19 juin 1986: Michel Colucci, 41 ans, décède dans un accident de moto à Opio dans le département français des Alpes-Maritimes. C'est un choc pour toute la francophonie: Coluche est mort!

Le drôle de clown à la salopette bleue rayée, t-shirt jaune et au nez peint en rouge qui aimait tant la provocation ne sera plus là pour dénoncer les injustices et défendre les défavorisés. Celui qui était revenu sur le devant de la scène après une période sombre au début des années 1980 est désormais devenu un immortel.

Humoriste, acteur et homme de cœur, Coluche était à la fois admiré, craint ou dénigré par cette société française encore un peu guindée qui l'avait vu débarquer au début des années 1970 sur de petites scènes parisiennes.

En à peine quinze ans, cet homme né dans un milieu défavorisé aura rempli l'Olympia, gagné un César du meilleur acteur, fait trembler le monde politique, scandalisé les bien-pensants, et fondé les Restos du Coeur.

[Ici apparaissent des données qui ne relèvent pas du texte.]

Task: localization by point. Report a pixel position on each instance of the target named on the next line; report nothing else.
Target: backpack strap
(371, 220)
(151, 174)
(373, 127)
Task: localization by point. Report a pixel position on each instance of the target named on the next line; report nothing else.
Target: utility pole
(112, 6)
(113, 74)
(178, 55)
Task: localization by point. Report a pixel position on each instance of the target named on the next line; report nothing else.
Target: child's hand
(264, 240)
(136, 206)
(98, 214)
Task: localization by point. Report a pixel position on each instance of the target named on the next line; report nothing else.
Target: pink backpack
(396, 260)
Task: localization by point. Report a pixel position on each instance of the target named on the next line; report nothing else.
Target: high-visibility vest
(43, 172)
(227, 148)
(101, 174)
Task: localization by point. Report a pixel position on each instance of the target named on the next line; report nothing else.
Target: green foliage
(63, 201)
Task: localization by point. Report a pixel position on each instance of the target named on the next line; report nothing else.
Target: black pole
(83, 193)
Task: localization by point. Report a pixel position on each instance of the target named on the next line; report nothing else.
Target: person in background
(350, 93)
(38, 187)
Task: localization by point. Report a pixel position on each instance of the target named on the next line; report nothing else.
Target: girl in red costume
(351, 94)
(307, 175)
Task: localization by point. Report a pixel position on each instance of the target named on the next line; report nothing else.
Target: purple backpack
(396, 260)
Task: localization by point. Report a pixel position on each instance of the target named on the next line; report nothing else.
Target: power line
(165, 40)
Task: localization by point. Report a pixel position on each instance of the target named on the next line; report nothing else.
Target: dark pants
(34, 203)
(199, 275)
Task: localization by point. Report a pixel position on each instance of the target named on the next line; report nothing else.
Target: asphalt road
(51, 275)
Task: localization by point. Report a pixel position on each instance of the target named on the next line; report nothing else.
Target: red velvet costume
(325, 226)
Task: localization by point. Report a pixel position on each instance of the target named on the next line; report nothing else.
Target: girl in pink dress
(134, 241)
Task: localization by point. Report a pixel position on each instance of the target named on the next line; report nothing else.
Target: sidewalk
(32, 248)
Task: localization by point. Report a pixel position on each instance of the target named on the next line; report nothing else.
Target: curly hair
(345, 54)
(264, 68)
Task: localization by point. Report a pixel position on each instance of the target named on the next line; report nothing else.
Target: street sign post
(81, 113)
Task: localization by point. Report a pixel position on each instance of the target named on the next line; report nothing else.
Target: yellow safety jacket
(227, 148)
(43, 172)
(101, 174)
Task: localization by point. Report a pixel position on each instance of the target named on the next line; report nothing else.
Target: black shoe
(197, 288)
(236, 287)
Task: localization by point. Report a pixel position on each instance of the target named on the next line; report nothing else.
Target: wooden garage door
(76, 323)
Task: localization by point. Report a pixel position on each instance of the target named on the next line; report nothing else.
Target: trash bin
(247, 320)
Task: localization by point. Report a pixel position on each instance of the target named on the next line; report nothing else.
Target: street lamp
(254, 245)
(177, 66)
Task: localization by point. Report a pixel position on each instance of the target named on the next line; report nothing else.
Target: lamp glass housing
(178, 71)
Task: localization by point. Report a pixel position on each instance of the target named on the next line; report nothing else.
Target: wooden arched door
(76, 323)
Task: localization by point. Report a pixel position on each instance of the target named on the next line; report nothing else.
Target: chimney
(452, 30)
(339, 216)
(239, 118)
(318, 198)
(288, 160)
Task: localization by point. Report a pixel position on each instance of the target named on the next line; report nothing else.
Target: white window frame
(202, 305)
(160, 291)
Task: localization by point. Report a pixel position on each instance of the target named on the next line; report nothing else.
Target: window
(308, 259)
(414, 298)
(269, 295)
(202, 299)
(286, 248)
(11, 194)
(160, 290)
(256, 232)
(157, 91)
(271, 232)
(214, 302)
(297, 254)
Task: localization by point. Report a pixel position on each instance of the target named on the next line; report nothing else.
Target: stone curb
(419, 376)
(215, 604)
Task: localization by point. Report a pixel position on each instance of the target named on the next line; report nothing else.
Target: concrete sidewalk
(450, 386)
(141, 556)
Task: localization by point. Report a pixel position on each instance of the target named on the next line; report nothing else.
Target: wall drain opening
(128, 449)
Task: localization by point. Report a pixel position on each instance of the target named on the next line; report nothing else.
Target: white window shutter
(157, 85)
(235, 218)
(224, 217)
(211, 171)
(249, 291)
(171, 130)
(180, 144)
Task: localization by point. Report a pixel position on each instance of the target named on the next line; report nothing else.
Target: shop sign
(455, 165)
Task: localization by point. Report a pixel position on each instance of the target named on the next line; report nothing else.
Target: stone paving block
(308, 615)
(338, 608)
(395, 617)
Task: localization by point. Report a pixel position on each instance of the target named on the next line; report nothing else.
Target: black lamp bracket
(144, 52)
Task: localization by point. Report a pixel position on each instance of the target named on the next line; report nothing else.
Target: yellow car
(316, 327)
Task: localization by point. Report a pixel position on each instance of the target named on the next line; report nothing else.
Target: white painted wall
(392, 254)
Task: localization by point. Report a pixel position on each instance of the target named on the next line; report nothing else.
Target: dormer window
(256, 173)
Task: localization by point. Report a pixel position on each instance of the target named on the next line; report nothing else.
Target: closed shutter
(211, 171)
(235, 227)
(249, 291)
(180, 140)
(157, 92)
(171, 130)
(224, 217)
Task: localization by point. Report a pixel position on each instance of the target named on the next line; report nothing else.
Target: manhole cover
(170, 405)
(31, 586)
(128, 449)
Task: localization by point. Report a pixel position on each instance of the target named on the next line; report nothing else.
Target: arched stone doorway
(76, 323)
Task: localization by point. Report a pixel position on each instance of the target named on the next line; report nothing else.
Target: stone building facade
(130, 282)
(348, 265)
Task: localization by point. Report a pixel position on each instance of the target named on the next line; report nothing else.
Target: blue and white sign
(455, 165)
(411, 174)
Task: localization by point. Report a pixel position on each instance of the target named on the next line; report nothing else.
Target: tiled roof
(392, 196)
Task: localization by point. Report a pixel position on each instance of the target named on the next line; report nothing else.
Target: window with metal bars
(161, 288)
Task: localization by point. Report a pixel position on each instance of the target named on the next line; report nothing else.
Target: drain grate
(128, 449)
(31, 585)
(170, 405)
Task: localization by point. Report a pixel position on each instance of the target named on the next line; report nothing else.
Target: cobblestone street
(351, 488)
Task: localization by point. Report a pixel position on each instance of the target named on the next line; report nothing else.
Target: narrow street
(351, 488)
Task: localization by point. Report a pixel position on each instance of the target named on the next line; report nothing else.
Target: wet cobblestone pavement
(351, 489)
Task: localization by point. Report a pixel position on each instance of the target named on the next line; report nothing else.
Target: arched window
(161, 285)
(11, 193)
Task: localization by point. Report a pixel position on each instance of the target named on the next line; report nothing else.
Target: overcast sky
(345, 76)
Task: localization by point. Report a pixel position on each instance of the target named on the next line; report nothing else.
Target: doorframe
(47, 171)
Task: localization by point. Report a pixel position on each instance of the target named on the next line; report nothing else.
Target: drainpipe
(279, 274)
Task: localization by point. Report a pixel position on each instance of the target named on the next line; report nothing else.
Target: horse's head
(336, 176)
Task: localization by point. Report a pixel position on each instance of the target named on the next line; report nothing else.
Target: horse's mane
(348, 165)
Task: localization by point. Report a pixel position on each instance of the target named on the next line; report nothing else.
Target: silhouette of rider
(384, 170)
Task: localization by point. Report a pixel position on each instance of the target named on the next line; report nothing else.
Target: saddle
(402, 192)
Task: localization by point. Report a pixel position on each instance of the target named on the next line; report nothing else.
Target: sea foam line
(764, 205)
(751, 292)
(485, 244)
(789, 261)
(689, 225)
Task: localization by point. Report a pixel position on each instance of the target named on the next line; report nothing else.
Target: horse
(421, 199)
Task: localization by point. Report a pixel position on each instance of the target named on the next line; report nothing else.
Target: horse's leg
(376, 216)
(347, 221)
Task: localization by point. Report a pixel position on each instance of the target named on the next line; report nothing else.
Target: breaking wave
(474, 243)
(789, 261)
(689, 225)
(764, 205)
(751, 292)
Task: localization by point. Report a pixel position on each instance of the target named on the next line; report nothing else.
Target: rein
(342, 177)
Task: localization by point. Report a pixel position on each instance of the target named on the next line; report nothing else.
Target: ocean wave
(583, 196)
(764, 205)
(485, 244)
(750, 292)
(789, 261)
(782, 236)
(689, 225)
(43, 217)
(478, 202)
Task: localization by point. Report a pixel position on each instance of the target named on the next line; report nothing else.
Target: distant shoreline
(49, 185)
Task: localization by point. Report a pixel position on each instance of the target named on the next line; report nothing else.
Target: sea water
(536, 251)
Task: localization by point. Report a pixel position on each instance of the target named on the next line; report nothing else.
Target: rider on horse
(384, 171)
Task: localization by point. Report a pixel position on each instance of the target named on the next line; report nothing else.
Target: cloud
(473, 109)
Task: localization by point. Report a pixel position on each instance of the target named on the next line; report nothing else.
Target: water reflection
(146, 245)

Suite à son décès tragique, de multiples hommages lui sont rendus. On ne compte plus le nombre de rues, places, écoles, statues ou plaques commémoratives à sa mémoire. Il existe même une variété de roses, un astéroïde et une loi qui portent son nom.

Mais l'hommage le plus emblématique reste sans conteste "Putain de camion", la chanson que Renaud interprète sur la scène des Francofolies de la Rochelle quelques semaines après la mort de son ami et parrain de sa fille. Un texte très personnel dans lequel le jeune chanteur ne cite jamais Coluche, mais s'adresse directement à lui.

Chapitre 2
L'ancien voyou de Montrouge

Roger-Viollet via AFP - Patrick Ullmann

Quand j’étais petit à la maison, le plus dur c’était la fin du mois... Surtout les trente derniers jours!

Coluche

Né en 1944 à Montrouge, une ville de la banlieue de Paris, Michel Colucchi est le fils d'un immigré italien, qui meurt alors que le petit garçon n'a que 3 ans, et d'une mère française, fleuriste, qui se débrouille comme elle peut pour élever seule ses deux enfants. "Je ne suis pas un nouveau riche, je suis un ancien pauvre", dira Coluche.

En dehors de l'école qui ne le passionne pas beaucoup et où il fait déjà rire ses copains et professeurs, le jeune homme traîne dans son quartier et commet de petits larcins. Un jour, avec un copain, il tente de voler un sac à une vieille dame et se fait tirer dessus par un passant. Il a 15 ans et il lui faudra du temps pour raconter cet épisode dont il a eu honte après coup.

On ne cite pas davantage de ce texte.